Through A Glass Onion: Cast members visit The Beatles Story

‘Lennon: Through A Glass Onion’ opens at the Epstein Theatre on Monday 18 April. It features Liverpool actor Daniel Taylor in the lead role, joined by accompanist Stewart D’Arrietta.

Whilst taking a break from rehearsals the two cast members visited The Beatles Story’s main exhibition.

Stewart: The show takes you on a journey. Most shows you see today about The Beatles are about the band and as such you don’t really get details about the individuals within the group. We take a journey inside the man and that’s why it’s called ‘Through a Glass Onion’. You peel away the layers to discover the true insides of the man.

We show what motivated him, all his flaws, the problems he had as a kid growing up.

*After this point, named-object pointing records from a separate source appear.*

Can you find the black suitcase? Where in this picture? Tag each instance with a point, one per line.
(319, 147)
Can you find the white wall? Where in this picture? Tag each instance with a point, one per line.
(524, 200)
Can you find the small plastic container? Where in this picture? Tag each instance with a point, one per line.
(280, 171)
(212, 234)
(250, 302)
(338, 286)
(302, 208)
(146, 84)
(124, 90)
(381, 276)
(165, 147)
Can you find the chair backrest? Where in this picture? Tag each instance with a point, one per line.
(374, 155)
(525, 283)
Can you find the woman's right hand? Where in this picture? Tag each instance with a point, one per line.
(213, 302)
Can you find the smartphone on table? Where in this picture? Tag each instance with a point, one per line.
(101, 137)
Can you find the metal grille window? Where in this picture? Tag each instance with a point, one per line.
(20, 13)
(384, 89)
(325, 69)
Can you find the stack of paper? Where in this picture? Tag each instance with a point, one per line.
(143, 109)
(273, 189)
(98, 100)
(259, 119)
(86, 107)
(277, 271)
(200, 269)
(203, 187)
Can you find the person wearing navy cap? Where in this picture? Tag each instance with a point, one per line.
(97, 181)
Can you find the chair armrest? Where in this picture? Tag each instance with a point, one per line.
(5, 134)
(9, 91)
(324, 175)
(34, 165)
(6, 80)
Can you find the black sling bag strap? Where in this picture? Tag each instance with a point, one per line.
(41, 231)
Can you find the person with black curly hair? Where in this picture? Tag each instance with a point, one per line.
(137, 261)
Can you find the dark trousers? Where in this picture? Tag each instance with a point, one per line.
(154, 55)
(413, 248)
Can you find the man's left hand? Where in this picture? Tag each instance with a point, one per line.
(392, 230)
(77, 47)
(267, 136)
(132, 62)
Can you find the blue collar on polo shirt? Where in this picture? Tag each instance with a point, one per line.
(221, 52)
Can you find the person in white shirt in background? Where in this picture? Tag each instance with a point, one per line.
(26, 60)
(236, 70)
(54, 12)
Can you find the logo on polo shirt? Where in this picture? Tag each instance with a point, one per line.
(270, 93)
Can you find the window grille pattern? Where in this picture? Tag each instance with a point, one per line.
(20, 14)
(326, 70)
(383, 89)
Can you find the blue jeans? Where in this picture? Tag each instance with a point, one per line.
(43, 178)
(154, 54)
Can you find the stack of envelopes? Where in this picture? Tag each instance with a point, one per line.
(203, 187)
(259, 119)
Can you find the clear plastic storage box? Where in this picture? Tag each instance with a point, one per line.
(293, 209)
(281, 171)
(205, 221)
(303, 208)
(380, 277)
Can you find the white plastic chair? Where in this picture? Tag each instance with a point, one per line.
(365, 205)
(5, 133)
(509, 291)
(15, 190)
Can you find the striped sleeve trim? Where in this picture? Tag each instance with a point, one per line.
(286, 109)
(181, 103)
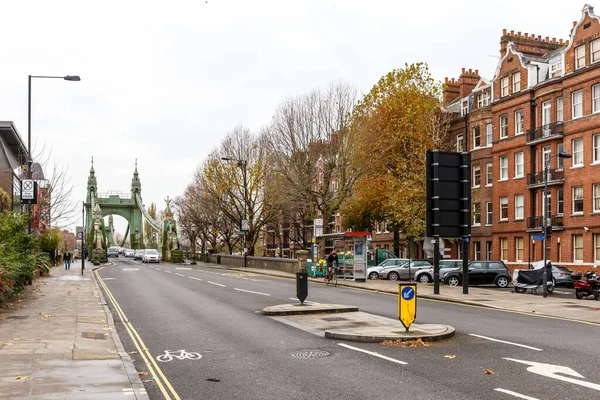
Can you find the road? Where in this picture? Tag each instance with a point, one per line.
(215, 312)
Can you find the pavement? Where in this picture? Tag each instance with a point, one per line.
(58, 339)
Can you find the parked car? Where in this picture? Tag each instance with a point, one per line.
(481, 273)
(150, 255)
(403, 272)
(112, 252)
(138, 254)
(426, 275)
(373, 272)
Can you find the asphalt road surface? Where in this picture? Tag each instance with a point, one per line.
(198, 334)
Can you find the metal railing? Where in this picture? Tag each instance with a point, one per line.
(545, 131)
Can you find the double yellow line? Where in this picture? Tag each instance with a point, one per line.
(153, 367)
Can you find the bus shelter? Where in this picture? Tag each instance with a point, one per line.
(352, 254)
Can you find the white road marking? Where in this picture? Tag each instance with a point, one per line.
(518, 395)
(505, 342)
(556, 372)
(250, 291)
(372, 353)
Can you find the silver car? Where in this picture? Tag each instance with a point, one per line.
(373, 272)
(403, 272)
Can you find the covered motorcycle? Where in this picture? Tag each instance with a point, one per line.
(533, 278)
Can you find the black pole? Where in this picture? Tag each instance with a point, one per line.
(83, 238)
(436, 266)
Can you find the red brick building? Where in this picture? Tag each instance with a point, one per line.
(544, 98)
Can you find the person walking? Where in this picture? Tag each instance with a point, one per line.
(67, 258)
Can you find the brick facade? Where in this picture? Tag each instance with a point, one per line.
(534, 77)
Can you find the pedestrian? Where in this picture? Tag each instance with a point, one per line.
(67, 258)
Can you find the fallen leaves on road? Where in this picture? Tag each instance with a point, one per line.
(405, 343)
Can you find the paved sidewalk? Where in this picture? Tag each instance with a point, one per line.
(581, 310)
(58, 341)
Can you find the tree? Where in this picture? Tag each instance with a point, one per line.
(310, 146)
(234, 179)
(395, 124)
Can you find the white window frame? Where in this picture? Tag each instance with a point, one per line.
(519, 206)
(577, 247)
(460, 142)
(596, 194)
(519, 122)
(559, 109)
(488, 134)
(504, 87)
(476, 139)
(489, 174)
(476, 214)
(519, 164)
(476, 174)
(504, 126)
(489, 213)
(596, 98)
(503, 168)
(577, 192)
(504, 206)
(516, 78)
(595, 51)
(577, 104)
(580, 56)
(577, 146)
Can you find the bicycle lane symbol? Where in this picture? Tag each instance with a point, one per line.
(179, 354)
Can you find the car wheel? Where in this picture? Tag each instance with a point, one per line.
(453, 281)
(502, 281)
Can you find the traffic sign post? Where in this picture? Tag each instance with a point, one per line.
(407, 304)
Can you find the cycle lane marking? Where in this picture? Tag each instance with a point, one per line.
(505, 342)
(139, 344)
(251, 291)
(372, 353)
(517, 395)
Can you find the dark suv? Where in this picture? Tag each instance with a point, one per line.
(481, 273)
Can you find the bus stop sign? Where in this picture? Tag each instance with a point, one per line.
(407, 304)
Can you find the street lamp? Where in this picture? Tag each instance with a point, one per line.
(561, 154)
(244, 165)
(73, 78)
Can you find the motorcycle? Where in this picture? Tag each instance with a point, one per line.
(588, 287)
(533, 279)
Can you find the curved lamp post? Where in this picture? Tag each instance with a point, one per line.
(73, 78)
(561, 154)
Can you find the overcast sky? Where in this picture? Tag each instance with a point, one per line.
(164, 82)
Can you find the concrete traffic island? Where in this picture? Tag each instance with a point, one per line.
(350, 324)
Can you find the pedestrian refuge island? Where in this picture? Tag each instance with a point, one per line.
(352, 254)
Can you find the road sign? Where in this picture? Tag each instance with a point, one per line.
(407, 304)
(28, 192)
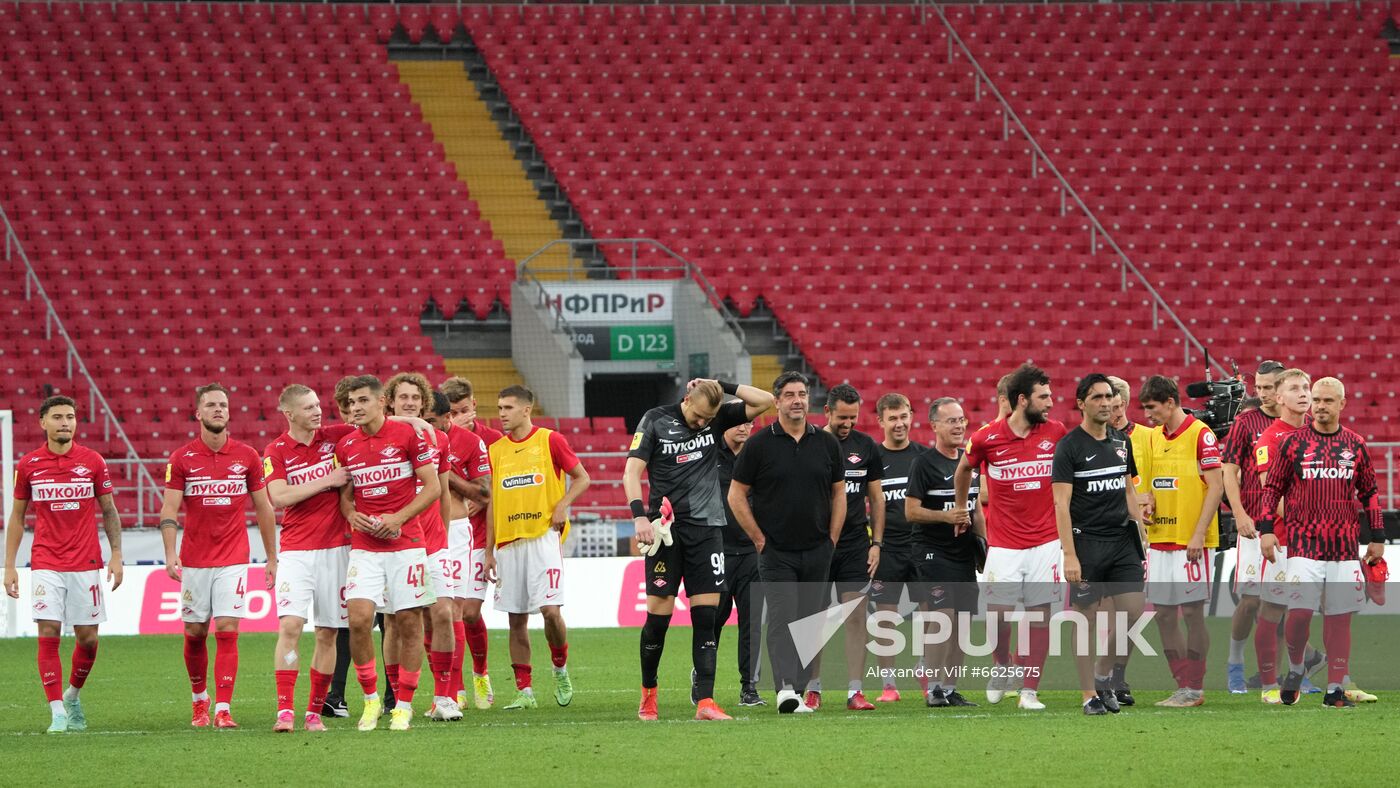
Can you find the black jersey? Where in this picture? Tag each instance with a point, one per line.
(1099, 472)
(895, 466)
(735, 540)
(861, 458)
(931, 484)
(681, 462)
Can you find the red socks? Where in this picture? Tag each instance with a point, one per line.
(286, 689)
(319, 686)
(1336, 637)
(458, 655)
(368, 676)
(521, 676)
(226, 666)
(476, 641)
(441, 665)
(51, 668)
(83, 659)
(1266, 645)
(196, 662)
(1035, 658)
(408, 685)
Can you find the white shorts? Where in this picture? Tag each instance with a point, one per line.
(1274, 578)
(213, 592)
(394, 581)
(314, 581)
(1172, 580)
(443, 574)
(69, 598)
(1029, 577)
(1337, 587)
(468, 564)
(529, 574)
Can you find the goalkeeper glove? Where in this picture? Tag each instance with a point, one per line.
(661, 529)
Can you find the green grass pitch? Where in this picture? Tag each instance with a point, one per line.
(139, 729)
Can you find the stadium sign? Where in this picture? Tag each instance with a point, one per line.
(608, 303)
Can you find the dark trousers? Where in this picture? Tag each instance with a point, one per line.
(741, 571)
(794, 587)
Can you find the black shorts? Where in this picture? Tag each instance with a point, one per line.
(1109, 567)
(849, 567)
(944, 581)
(896, 568)
(696, 556)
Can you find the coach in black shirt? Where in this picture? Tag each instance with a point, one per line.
(795, 477)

Also his problem in the sense of having a Japanese girlfriend that the British didn’t like, the Americans didn’t like, or the Australians for that matter.

Daniel: He was feisty too, that’s a good word to describe him.

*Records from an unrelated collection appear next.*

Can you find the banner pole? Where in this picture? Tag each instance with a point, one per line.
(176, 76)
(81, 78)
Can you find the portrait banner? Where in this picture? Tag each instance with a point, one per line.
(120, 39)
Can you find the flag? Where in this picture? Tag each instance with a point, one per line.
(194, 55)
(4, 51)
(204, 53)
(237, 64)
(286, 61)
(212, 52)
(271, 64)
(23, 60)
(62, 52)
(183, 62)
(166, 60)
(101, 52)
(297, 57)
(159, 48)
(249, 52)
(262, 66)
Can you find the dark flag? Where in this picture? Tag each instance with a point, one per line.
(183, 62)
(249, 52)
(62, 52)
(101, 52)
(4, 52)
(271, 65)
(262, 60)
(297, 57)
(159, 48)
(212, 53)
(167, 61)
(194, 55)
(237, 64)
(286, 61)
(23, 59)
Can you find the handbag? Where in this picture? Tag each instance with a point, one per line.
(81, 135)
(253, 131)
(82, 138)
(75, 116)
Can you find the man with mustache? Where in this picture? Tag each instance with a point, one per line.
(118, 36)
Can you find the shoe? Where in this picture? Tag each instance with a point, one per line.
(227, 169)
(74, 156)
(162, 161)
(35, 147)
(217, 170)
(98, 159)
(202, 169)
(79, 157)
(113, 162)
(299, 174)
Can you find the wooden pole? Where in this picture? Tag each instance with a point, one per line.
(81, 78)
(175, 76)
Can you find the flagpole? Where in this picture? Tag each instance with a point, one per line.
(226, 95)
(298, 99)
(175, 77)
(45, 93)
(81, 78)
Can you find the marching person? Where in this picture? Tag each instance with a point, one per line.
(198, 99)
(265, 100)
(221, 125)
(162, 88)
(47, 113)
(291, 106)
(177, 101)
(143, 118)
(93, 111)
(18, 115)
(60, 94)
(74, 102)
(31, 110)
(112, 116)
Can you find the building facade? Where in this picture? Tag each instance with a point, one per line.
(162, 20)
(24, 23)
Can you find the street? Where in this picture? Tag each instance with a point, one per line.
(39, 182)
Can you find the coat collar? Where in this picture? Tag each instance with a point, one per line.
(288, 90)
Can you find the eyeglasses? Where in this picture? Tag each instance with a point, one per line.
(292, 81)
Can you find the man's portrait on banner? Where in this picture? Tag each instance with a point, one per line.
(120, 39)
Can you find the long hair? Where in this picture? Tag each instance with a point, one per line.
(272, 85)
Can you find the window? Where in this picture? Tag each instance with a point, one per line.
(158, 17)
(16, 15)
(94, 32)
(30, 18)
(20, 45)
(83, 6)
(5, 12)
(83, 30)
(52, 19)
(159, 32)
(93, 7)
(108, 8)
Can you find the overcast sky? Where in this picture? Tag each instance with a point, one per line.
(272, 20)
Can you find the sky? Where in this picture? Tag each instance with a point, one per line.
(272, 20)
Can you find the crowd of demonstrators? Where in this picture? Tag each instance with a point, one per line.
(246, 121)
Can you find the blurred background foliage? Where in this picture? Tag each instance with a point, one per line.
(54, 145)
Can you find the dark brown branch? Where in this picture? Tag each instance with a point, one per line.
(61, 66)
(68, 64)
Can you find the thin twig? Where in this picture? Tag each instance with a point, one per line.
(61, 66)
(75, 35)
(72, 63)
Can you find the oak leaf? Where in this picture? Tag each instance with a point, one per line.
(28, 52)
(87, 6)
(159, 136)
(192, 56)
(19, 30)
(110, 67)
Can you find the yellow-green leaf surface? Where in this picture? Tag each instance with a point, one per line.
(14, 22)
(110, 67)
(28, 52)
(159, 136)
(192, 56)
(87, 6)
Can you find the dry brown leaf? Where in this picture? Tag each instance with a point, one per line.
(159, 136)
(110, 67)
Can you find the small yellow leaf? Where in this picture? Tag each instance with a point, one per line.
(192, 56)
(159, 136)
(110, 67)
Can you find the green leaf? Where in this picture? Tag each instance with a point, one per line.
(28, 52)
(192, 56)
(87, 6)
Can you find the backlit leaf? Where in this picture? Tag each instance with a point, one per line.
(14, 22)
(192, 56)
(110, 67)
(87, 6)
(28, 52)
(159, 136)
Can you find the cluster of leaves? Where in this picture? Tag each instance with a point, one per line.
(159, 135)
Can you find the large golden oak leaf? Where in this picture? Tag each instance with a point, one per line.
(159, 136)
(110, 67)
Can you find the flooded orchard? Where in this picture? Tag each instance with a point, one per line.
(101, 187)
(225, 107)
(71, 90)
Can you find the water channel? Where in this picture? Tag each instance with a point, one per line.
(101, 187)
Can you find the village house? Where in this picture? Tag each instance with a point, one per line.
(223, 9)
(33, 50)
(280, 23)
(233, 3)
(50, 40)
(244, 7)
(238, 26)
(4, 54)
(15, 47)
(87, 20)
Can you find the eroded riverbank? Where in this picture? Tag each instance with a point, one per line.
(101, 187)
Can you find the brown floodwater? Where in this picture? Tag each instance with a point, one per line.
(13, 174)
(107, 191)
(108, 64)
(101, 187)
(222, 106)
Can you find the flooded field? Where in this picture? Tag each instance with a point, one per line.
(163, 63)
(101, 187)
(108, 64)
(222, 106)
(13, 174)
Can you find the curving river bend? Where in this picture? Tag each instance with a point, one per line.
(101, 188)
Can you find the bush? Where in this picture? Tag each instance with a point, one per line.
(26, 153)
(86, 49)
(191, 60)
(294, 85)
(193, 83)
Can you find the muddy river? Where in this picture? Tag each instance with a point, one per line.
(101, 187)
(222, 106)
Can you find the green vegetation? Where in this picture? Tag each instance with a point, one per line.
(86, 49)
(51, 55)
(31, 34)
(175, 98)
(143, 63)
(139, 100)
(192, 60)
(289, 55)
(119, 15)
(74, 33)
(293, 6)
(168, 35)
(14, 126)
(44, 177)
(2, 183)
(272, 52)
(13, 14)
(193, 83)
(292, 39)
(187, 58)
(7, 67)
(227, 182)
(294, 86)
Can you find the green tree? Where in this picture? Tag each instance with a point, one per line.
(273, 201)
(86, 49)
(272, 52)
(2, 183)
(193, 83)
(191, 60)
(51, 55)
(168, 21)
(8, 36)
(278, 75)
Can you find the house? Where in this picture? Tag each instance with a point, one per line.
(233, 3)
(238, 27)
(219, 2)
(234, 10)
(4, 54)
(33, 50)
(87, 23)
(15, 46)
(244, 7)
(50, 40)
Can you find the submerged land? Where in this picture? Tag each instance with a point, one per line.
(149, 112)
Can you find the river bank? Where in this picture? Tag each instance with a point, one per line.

The show features 31 iconic hits of Lennon and his collaborations with McCartney including Imagine, Strawberry Fields Forever, Revolution, Woman, Lucy in the Sky with Diamonds, Working Class Hero, and Jealous Guy.

D: In terms of having a favourite song to perform I can’t really see beyond 'Imagine'. It’s a lot more than a song, I think it’s a mantra isn’t it? I am also enjoying playing ‘Glass Onion’ at the moment.

S: He’s rocking it really well.

D: I do enjoy that one.

S: My feeling about the best song changes with what’s going on around me, and at present with all the stuff going on in the world I’ve got to say that ‘Revolution’ is the one that really cuts it for me.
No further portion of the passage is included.